Какие разные у них тела! Но все же его захлестывает чувство доверия, которого он раньше не испытывал ни к одной женщине. Секс без любви; дружба без восхищения. Равенство, только что бывшее между ними, напоминает ему отношения двух мальчишек-школьников, помогающих друг другу мыться после тренировки. Каждый точно знает, что другому нужно и что тот может дать. Без объяснений. Без обмана. Никакой игры.

Никакой борьбы. Каждый знает, чего он хочет, и дает другому то же. Не просит ничего, чего не может быть дано. Они прикасаются друг к другу, не будучи связанными. Дружба.

Это открытие трогает его, словно он прикоснулся к чему-то возвышенному.

В его отношениях с певицей нет ничего, что создает неравенство между мужчиной и женщиной. Деловой подход исключает ложь. Они играют открытыми картами. Она ожидает от него не больше того, что он предлагает. Никакие узы не мешают их связи. Благодаря четкой предварительной договоренности.

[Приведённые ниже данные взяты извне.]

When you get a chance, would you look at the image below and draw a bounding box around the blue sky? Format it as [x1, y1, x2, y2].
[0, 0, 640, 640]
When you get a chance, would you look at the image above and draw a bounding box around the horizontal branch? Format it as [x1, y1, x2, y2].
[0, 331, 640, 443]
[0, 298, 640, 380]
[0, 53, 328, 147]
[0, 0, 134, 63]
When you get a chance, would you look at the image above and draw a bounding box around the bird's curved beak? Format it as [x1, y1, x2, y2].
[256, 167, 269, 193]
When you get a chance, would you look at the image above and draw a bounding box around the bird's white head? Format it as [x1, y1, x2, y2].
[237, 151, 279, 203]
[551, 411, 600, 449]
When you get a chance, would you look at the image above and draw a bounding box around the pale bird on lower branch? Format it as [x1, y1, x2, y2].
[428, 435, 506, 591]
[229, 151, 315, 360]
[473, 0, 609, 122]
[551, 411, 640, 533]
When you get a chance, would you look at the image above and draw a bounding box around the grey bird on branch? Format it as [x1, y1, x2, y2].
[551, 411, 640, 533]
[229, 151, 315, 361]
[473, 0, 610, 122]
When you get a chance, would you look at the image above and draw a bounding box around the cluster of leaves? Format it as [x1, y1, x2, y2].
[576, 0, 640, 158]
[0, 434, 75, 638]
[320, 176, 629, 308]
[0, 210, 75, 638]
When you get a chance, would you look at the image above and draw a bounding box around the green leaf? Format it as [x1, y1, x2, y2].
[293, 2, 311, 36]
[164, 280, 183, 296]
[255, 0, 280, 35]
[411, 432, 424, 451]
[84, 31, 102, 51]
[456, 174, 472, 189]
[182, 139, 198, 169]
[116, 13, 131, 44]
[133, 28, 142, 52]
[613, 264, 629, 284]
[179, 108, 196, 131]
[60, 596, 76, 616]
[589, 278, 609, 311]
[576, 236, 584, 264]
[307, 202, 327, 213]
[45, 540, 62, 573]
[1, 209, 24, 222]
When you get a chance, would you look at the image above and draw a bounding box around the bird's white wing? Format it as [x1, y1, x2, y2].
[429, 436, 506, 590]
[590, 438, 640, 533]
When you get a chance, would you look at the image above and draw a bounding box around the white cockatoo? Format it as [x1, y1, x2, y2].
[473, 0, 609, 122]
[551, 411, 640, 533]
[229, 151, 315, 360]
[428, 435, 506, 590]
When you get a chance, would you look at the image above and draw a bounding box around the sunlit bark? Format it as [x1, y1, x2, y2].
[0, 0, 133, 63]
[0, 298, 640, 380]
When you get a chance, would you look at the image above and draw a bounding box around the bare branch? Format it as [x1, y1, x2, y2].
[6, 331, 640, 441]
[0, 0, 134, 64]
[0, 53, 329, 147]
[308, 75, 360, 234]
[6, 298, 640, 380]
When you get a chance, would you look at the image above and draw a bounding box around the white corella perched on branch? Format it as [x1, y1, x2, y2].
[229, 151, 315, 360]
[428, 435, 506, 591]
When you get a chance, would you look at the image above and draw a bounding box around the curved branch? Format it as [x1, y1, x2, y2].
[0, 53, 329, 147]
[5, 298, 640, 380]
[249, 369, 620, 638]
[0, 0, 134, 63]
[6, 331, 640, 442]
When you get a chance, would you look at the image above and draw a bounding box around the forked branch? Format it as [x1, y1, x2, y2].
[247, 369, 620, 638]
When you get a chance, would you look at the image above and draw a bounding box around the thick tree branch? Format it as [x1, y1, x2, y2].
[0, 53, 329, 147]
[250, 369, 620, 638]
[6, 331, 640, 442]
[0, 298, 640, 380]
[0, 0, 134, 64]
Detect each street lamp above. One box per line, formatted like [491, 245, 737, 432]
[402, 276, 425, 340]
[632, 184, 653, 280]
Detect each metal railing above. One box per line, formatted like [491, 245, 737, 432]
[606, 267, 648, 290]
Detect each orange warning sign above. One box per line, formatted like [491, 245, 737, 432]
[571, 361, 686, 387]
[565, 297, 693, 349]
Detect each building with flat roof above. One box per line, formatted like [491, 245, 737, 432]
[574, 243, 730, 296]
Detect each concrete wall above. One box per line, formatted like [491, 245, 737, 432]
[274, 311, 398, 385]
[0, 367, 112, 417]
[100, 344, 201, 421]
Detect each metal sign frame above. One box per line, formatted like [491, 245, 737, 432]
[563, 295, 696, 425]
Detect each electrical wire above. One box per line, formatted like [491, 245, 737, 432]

Но насколько правильно она его поняла? Максим спрашивает себя, о чем же они договаривались. Она хотела, чтобы он пришел, и он пришел. Может быть, он должен был заранее назвать сумму? Назначить время? Вообще-то их трудовое соглашение не было четко сформулировано. Но может быть, это было бы слишком прямолинейно? И, кроме того, как бы он назвал оказываемую им услугу? Вообще-то, сколько можно попросить за то, что доставляет такое удовольствие? И когда можно завести разговор о расчете? Наверное, она сама затронет эту тему, такая светская женщина, как она, ненасытная и вечно гастролирующая в одиночку, часто сталкивается с подобными ситуациями.

И снова — ощущение необъяснимой растроганности. Это его раздражает, потому что не вписывается в тот образ самого себя, который он только что создал. Чтобы снова войти в роль, он засовывает пальцы, до сих пор спокойно лежавшие у нее между ног, внутрь нее и начинает играть ими. Она изгибается, раскрывается еще больше и толкает к этому местечку его голову. На миг Максим задается вопросом, входит ли это в его обязанности. Но когда она прижимает его лицо прямо к своему лону, еще набухшему и влажному после их недавних забав, он не может сдержаться и кусает ее, причиняя боль, но она отвечает на это изумленным радостным криком.

Как бы грубо он ни вылизывал и не присасывался к ее вагине, его растроганность не исчезает, а наоборот, растет. Когда он разгибает спину, глаза у него такие же мокрые, как и все лицо. Зильберстранд вытирает и целует его, теперь уже не страстно, а нежно. С благодарностью. Прижимается губами к его глазам, словно хочет выпить его слезы.

И в эту секунду он освобождается от нее. Встает и начинает ходить между столами и пальмами в горшках — злой, нерешительный, голый. Пытается вспомнить, как они договаривались об оплате. Ведь был же какой-то уговор, более или менее, хотя точно не сформулированный? Если он хочет добиться своего, то должен научиться конкретности. Но чем больше он оттягивает момент расплаты, тем меньше ему хочется о ней заговаривать.